O setor elétrico está estruturado por um modelo implantado pelas Leis n.º 10.847 e 10.848 e pelo Decreto n.º 5.163, todos de 2004. Esse modelo surgiu objetivando a modicidade tarifária, a segurança no suprimento e a universalização dos serviços de energia elétrica. As regras do “novo modelo do setor elétrico” foram respeitadas e funcionaram de modo razoável por cerca de 8 anos. Mas em 2012, com o anúncio da fatídica Medida Provisória (MP) nº 579, o setor passou a conviver com alto risco regulatório e com enorme insegurança jurídica.
A MP 579, convertida na Lei n.º 12.783/2013, impôs a renovação das concessões do setor condicionadas à redução das tarifas de eletricidade. A redução artificial das tarifas sinalizou abundância de recursos inexistentes, estimulando o consumo enquanto a geração se reduzia, em função dos baixos níveis dos reservatórios das hidrelétricas e do atraso das obras, exigindo o acionamento térmico. A conjunção desses fatores gerou sérios danos ao setor, com o endividamento das concessionárias de geração e distribuição. As transmissoras passaram ainda por dificuldades financeiras com a prorrogação de suas concessões, o que reduziu suas receitas, além do longo período de indefinição sobre as indenizações pelos ativos não amortizados a que teriam direito.
Daí em diante uma sucessão de problemas afligiu o setor e, para solucioná-los, o governo persistiu na política de remendos para corrigir a “nova” lei. A conturbada conjuntura do setor deixou reflexos tanto do lado da oferta quanto da demanda, que, atualmente, estão mascarados pela queda no consumo de eletricidade, decorrente do fraco desempenho da economia e do tarifaço de 2015.

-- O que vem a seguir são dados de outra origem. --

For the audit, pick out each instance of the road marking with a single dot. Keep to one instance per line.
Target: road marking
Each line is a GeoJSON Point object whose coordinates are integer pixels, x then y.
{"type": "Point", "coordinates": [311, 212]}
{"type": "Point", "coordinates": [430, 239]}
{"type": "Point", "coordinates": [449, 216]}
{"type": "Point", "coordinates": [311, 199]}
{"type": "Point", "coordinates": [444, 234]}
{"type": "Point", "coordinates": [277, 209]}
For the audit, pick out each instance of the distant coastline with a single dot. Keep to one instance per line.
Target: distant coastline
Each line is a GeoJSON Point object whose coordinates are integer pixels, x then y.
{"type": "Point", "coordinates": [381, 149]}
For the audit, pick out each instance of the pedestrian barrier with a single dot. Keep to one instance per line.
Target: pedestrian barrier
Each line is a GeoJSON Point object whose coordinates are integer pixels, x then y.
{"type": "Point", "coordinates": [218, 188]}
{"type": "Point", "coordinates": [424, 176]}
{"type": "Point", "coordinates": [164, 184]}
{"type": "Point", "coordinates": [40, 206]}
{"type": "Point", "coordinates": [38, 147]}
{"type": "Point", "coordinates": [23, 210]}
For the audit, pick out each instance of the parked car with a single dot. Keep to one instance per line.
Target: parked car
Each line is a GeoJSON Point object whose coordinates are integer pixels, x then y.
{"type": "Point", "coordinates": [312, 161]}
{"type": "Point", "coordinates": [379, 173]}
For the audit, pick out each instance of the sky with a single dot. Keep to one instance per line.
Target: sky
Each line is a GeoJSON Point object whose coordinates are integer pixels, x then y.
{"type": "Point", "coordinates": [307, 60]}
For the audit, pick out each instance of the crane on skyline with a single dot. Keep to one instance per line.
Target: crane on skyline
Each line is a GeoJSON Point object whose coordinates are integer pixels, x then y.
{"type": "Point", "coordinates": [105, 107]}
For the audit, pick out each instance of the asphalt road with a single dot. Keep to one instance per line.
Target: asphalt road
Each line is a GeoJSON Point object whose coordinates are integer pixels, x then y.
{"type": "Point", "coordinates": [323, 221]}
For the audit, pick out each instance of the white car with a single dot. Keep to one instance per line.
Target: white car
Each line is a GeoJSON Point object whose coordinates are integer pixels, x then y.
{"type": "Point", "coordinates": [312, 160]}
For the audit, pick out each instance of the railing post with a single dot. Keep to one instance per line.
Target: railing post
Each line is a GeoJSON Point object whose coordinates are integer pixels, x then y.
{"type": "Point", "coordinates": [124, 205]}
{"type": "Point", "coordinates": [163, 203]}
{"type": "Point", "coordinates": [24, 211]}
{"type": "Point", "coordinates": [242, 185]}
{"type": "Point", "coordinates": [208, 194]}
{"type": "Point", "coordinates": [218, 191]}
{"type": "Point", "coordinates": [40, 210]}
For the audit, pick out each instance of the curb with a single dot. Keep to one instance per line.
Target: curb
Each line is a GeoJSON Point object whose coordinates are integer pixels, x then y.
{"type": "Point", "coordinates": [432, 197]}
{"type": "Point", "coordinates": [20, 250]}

O setor elétrico carece de medidas imediatas, porém concretas e eficientes, para que inicie o seu período de recuperação e retomada da competitividade. O atual panorama político e econômico surge como uma oportunidade para rediscutir o setor. No cenário de mudanças é essencial reverter a MP 579 e corrigir todas as deficiências regulatórias do setor. A estabilidade regulatória e a previsibilidade garantirão segurança jurídica para, além de manter, atrair novos investimentos.
O perfil da matriz elétrica deve ter um mix “ideal” que considere o potencial de cada fonte e as características regionais, ponderando, ainda, a modicidade tarifária, aspectos ambientais e logísticos. Nesse sentido, a visão estratégica é a realização de leilões regionais e por fonte. Os leilões de reserva devem ser realizados para que as distribuidoras contratem e assegurem o suprimento, quando houver potencial descasamento de cenários.
É inquestionável a permanência da maior participação da fonte hídrica na matriz, como demonstram os investimentos em Belo Monte, Santo Antonio e Jirau. Por exemplo, Santo Antonio tem seis turbinas que atenderão exclusivamente Rondônia e Acre, acabando com os apagões naqueles Estados. Porém o país não pode abrir mão da geração a gás natural, por sua importância na garantia do fornecimento de energia elétrica. As termoelétricas a gás na base regularizarão a energia produzida pelas usinas a fio d’água e pelas demais fontes intermitentes. A opção pelas térmicas a gás se deve ao menor impacto ambiental, se comparado às demais fontes fósseis; ao curto prazo para sua implantação; e à proximidade dos centros de carga, reduzindo a necessidade de investimentos em transmissão, diminuindo as perdas e aumentando a confiabilidade do sistema. Para isso, é necessário o incentivo à garantia de oferta do gás natural, seja importado ou doméstico. As importações de GNL podem atuar, num primeiro momento, como um teto para os preços internos, abrindo mercado para o gás que virá do pré-sal.
O setor elétrico está diante de uma grande chance de recuperação, e colocar as sugestões acima em prática é bom início. Tudo isso em linha com um planejamento de longo prazo, baseado em medidas concisas, eficientes e capazes de garantir estabilidade regulatória e econômica e segurança na oferta de energia elétrica.
Fonte: “O Estado de S. Paulo”, 4 de junho de 2016.